Een gedeelde uitdaging: moderniteit zonder God

Om af te sluiten: de ontmoeting was erg positief maar het bracht ook nieuwe kwesties aan het licht die meer studie vergen. Bijvoorbeeld het vraagstuk van de religieuze vrijheid. De moslimtraditie bevestigt de gewetensvrijheid, maar ze garandeert niet het getuigenis van een gemeenschap omdat het in het getuigenis van een ander geloof het risico van aanstoot voor de islamitische gemeenschap ziet, en dus iets dat veroordeeld dient te worden.

Secularisme blijft echter het meest urgente vraagstuk dat ruimte heeft gemaakt voor een gedeelde zending. In hun interventies beschreven veel moslims de secularisering van de wereld als het probleem dat hen het meest zorgen baart en dat dient aangepakt te worden. Dit is de reden waarom zij willen dat katholieken samen met hen reageren. Er is een reëel gevaar dat een fundamentalistische visie zou opduiken waarin we regeringen zouden vragen om godsdiensten goed te keuren. Maar uiteindelijk geloof ik dat deze eisen eerlijk zijn.

Het onderliggende probleem is een antireligieuze moderniteit. Moslims willen een moderniteit bouwen die niet antireligieus is en die open is naar God, zoals Benedictus XVI zelf voortdurend voorhoudt.

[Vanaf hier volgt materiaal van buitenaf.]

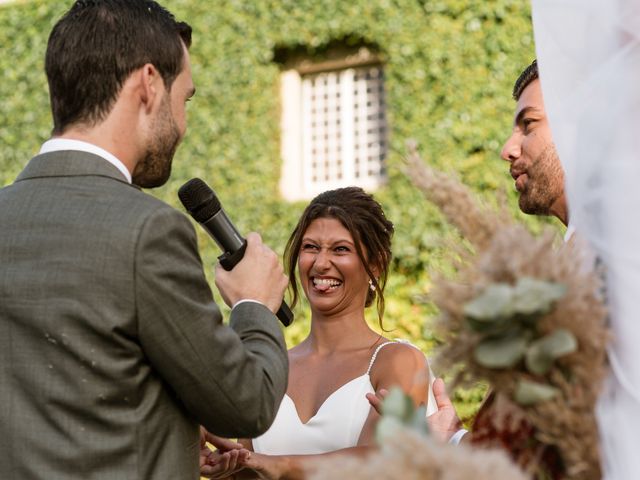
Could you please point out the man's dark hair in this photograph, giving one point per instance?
(94, 48)
(364, 218)
(526, 77)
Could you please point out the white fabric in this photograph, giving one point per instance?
(336, 425)
(589, 59)
(60, 144)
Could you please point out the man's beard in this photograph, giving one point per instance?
(155, 168)
(545, 184)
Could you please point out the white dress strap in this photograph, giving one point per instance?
(375, 354)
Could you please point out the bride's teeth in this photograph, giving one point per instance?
(326, 281)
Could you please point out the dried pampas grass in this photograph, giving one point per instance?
(505, 252)
(411, 456)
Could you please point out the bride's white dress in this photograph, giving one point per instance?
(336, 425)
(589, 59)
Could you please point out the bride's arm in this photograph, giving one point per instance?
(396, 365)
(402, 366)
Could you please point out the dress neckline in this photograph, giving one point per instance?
(366, 374)
(332, 394)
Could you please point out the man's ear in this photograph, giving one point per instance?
(151, 87)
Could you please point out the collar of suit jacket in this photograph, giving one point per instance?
(70, 163)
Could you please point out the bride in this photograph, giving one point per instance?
(342, 249)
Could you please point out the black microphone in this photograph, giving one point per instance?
(203, 205)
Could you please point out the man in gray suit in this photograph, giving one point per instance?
(112, 350)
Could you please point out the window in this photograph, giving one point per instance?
(334, 130)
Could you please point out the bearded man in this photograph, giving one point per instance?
(112, 349)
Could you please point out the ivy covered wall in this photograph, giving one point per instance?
(449, 69)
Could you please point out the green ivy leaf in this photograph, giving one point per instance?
(529, 393)
(542, 353)
(501, 352)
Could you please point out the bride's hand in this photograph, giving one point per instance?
(223, 462)
(217, 465)
(268, 467)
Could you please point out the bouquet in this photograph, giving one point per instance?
(527, 316)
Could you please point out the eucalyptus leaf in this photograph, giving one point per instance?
(502, 352)
(387, 427)
(542, 353)
(419, 420)
(493, 305)
(536, 297)
(398, 405)
(529, 393)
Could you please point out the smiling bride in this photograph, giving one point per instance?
(341, 248)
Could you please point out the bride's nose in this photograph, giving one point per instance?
(322, 261)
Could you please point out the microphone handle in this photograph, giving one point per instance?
(230, 259)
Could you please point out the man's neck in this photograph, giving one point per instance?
(560, 211)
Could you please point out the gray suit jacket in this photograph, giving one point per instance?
(112, 350)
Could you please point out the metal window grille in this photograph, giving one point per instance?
(344, 128)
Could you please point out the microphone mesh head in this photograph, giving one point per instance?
(199, 200)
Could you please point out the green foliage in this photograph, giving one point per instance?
(398, 412)
(449, 70)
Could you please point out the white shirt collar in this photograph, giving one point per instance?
(59, 144)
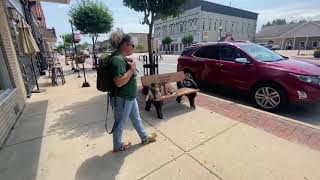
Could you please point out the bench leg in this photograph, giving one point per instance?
(148, 105)
(158, 105)
(191, 98)
(179, 98)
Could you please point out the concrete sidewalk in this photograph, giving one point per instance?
(61, 135)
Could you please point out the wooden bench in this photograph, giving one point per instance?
(177, 77)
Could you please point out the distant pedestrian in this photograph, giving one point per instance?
(124, 97)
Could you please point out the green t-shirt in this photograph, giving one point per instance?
(119, 67)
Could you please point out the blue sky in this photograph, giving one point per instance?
(57, 14)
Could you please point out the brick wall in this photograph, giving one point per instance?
(13, 103)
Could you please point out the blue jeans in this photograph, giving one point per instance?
(123, 110)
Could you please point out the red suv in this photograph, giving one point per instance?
(270, 80)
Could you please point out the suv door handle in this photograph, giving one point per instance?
(219, 64)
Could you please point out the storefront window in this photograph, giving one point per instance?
(5, 82)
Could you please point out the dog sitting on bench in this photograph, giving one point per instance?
(160, 89)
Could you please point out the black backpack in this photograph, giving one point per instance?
(105, 81)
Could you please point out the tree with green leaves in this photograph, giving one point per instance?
(67, 41)
(166, 41)
(187, 39)
(92, 18)
(152, 9)
(82, 46)
(60, 48)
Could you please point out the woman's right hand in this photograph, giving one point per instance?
(132, 65)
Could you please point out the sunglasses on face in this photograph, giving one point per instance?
(131, 45)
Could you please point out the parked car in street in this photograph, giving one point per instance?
(269, 79)
(85, 53)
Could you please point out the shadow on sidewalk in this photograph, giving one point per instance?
(90, 114)
(104, 167)
(20, 157)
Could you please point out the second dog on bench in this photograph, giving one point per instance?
(160, 89)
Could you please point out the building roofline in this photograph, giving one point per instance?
(221, 9)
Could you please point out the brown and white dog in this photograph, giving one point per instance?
(160, 89)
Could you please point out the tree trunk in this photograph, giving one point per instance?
(94, 53)
(151, 61)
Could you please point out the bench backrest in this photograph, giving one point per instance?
(163, 78)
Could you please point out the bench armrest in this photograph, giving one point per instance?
(189, 83)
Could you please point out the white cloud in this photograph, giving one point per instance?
(297, 11)
(63, 6)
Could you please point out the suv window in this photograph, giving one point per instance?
(228, 53)
(209, 52)
(187, 51)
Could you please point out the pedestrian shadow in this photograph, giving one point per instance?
(104, 167)
(85, 118)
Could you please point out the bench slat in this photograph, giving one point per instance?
(163, 78)
(180, 92)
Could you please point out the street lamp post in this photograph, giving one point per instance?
(85, 84)
(220, 29)
(74, 46)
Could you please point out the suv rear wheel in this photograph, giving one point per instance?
(269, 97)
(188, 76)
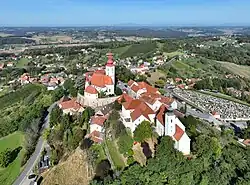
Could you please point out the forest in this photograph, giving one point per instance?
(216, 159)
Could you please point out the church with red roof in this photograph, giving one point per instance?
(101, 80)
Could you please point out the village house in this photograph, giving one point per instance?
(142, 69)
(97, 124)
(102, 80)
(70, 106)
(25, 78)
(10, 64)
(147, 104)
(2, 66)
(97, 128)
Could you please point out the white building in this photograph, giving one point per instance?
(103, 80)
(150, 105)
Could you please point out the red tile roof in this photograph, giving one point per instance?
(124, 98)
(166, 100)
(142, 109)
(91, 90)
(178, 133)
(2, 66)
(101, 80)
(71, 104)
(178, 79)
(63, 99)
(132, 104)
(161, 115)
(143, 85)
(99, 120)
(100, 71)
(96, 136)
(130, 82)
(148, 99)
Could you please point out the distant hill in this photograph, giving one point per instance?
(146, 32)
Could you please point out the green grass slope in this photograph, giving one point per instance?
(13, 141)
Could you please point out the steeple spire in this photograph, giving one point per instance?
(110, 61)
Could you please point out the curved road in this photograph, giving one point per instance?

Moslims stellen een gebaar naar christenen

Ik had het duidelijke gevoel dat er binnen de moslimwereld steeds meer pogingen zijn om de hand te reiken naar christenen. Een factor die de ontmoeting in het Vaticaan bevorderde is het gevoel van de kant van moslims dat we een gedeelde traditie hebben, de zogeheten Abrahamitische traditie. Er moet opgemerkt worden dat de Koran zowel het Christendom als het Jodendom erkent. Echter, terwijl de verhoudingen met de joden in puin liggen, wordt er tot de laatste soera toe van vriendschap met de christenen getuigd. Er is ook een politieke reden: de wereld van vandaag wordt gedomineerd door het Westen, dat een christelijke traditie heeft. Het is dus de moeite waard om met christenen, en bovenal katholieken, een dialoog aan te gaan. Een interessant feit is de ‘bekentenis’ van een soennitische moslim dat hij zich nauwer met katholieken dan met protestanten verbonden voelde “omdat jullie en wij verwijzen naar traditie als een normerende waarde en omdat wij samen meer dan een derde van wereld vertegenwoordigen”.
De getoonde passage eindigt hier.